Solo decir que también existe otra realidad, y es que el profesorado y equipos directivos de los centros no quiere “complicarse la vida” teniendo que atender a un alumnado con necesidades especiales porque ello implica trabajar más, cumplir con sus obligaciones, hacer gala de una ética profesional que se les presupone y desarrollar un trabajo para el que no está cualificado (aunque nadie admita no estar cualificado y para tapar esas carencias se culpabilice a la administración educativa de turno, que es un “ente” abstracto al que se puede culpar de todo mal o a las familias, en general).

Nosotros, los padres y madres, muchas veces, y en pos de ver feliz a nuestro hijo o, simplemente de no verlo marginado y sin la especial atención que necesita, accedemos resignados e impotentes y contribuimos a su no inserción en la sociedad (inserción que comienza con la inclusión en la representación de la sociedad que supone el aula).

   No nos interesa “estar a las malas” con el profesorado que ha de atender y educar a nuestros hijos.

Otras veces no accedemos a esa “invitación” por parte del departamento de orientación, la dirección, la jefatura de estudios o la dirección del centro (o, incluso, todos a la vez) y nos arriesgamos a que nuestro hijo sea víctima de esas realidades que he enumerado antes en el estudio. Intentamos “estar encima” controlando e interviniendo en el proceso de enseñanza-aprendizaje de nuestro hijo, pero sin exigir demasiado ya que… No nos interesa “estar a las malas” con el profesorado que ha de atender y educar a nuestros hijos.

Adquirimos un material necesario para nuestro hijo (pagándolo, por supuesto) cuando resulta que el centro tiene asignada una partida específica, para adquirir este material, que se ha gastado en “otras necesidades” del centro. O intentamos no darle trabajo extra al profesorado para que no se “cabree” con nosotros y no la pague con nuestro hijo. Supongo que por eso, cuando damos con un profesor o profesora que se implica más de lo normal con la educación de nuestro hijo es, para nosotros, como ver el cielo abierto.

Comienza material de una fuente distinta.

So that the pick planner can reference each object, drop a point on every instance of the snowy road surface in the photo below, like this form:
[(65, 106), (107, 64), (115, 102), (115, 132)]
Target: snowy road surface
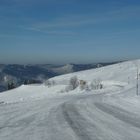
[(83, 117), (41, 113)]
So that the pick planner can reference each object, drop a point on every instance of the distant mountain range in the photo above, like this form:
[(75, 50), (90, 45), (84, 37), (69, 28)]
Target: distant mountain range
[(19, 73)]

Y así andamos. Suplicando derechos esenciales, frustrados, impotentes, desesperanzados y en manos de la providencia, y teniendo que “batallar” con un profesorado, en muchos casos, insensible e inconsciente o con padres y madres de hijos e hijas “normales” (me rio yo de “los normales”) que no entienden ni quieren entender que, aunque solo fuera por el bien de sus propios hijos, sería buena la inclusión y mezcla de todo tipo de alumnado.

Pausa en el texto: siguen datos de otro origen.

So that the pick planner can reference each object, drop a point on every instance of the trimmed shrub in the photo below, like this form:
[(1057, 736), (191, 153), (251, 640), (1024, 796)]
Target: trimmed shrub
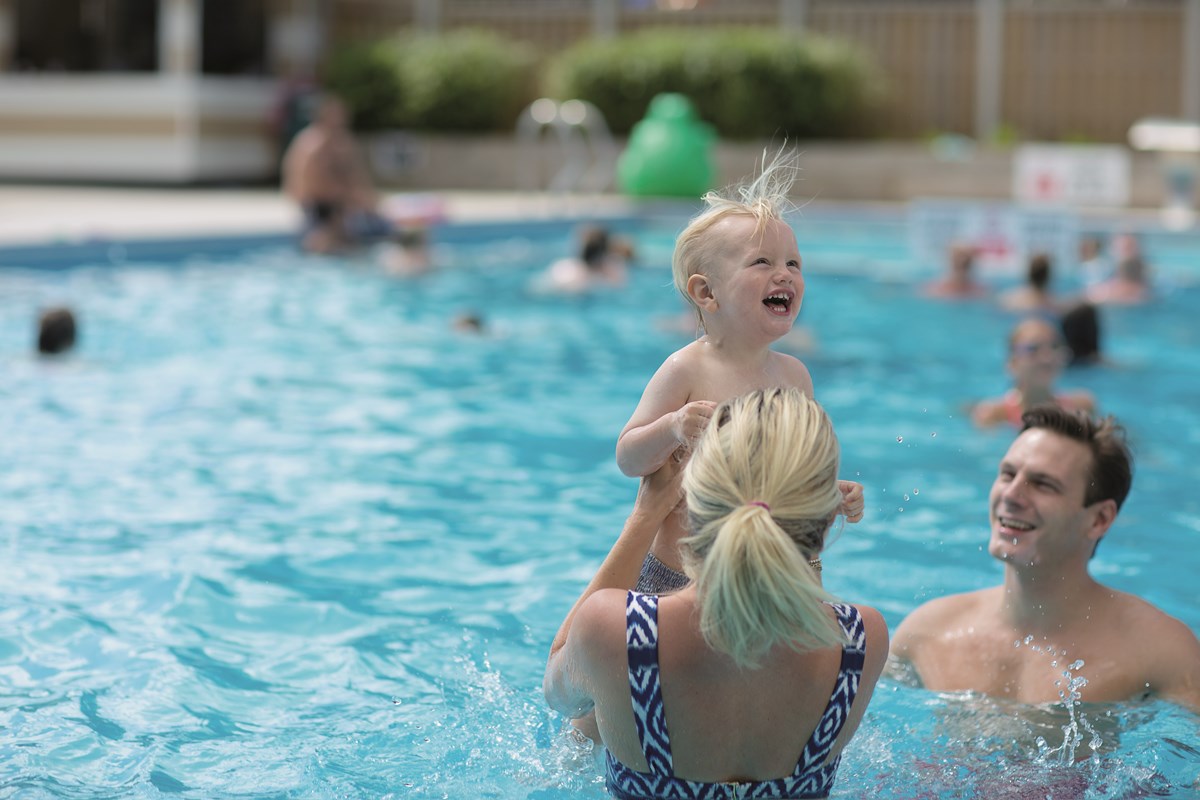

Todo esto que acabo de comentar son tristes realidades que TODOS conocemos y que todos padecemos. Realidades como puños que hoy me he decidido a poner al descubierto a ver si, por casualidad y tras leerme, nos hace concienciarnos un poco más acerca de una problemática que padecemos en mayor medida nosotros pero que afecta a todo el sistema educativo.

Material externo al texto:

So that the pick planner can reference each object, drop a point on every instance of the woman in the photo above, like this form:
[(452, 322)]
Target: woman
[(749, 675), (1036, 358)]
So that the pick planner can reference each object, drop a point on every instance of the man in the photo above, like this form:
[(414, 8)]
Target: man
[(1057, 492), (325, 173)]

Pero como no quiero terminar el artículo con una visión tan negativa como real, lo voy a “rematar” con propuestas que hacen ilustres pedagogos para conseguir los cambios necesarios para una verdadera inclusión y educación de calidad.

Dichos cambios, partiendo de las realidades actuales, son:

   – Cambio de actitud en el profesorado: Trato igualitario hacia todo el alumnado. Mayor profesionalidad. Mayor cualificación.

   – Necesidad de concienciar al profesorado en valores.

   – Importancia de disponer de más material gráfico, tecnológico y manipulativo así como de espacios apropiados para el desarrollo de las enseñanzas.

   – Adaptación del ritmo de la clase y contar con un profesor de referencia.

   – Disminución de la ratio profesor-alumno. (No puedo dejar de criticar que desde el mismísimo ministerio de educación se haya dicho que la ratio no influye en una educación de calidad. Esto demuestra el nivel de nuestros representantes políticos)

   – Conseguir una buena coordinación que facilite una mejor atención por parte del profesorado y una ayuda más efectiva por parte de la familia.

   – Pautar reuniones, con más frecuencia, en las que estén presentes profesionales, familias y alumnado.

   – Actualización legislativa, en la que se planteen alternativas de continuidad de estudios.

   – Instauración de contenidos prácticos en la programación académica.

   – Aumentar el número de profesores y profesoras así como personal de apoyo.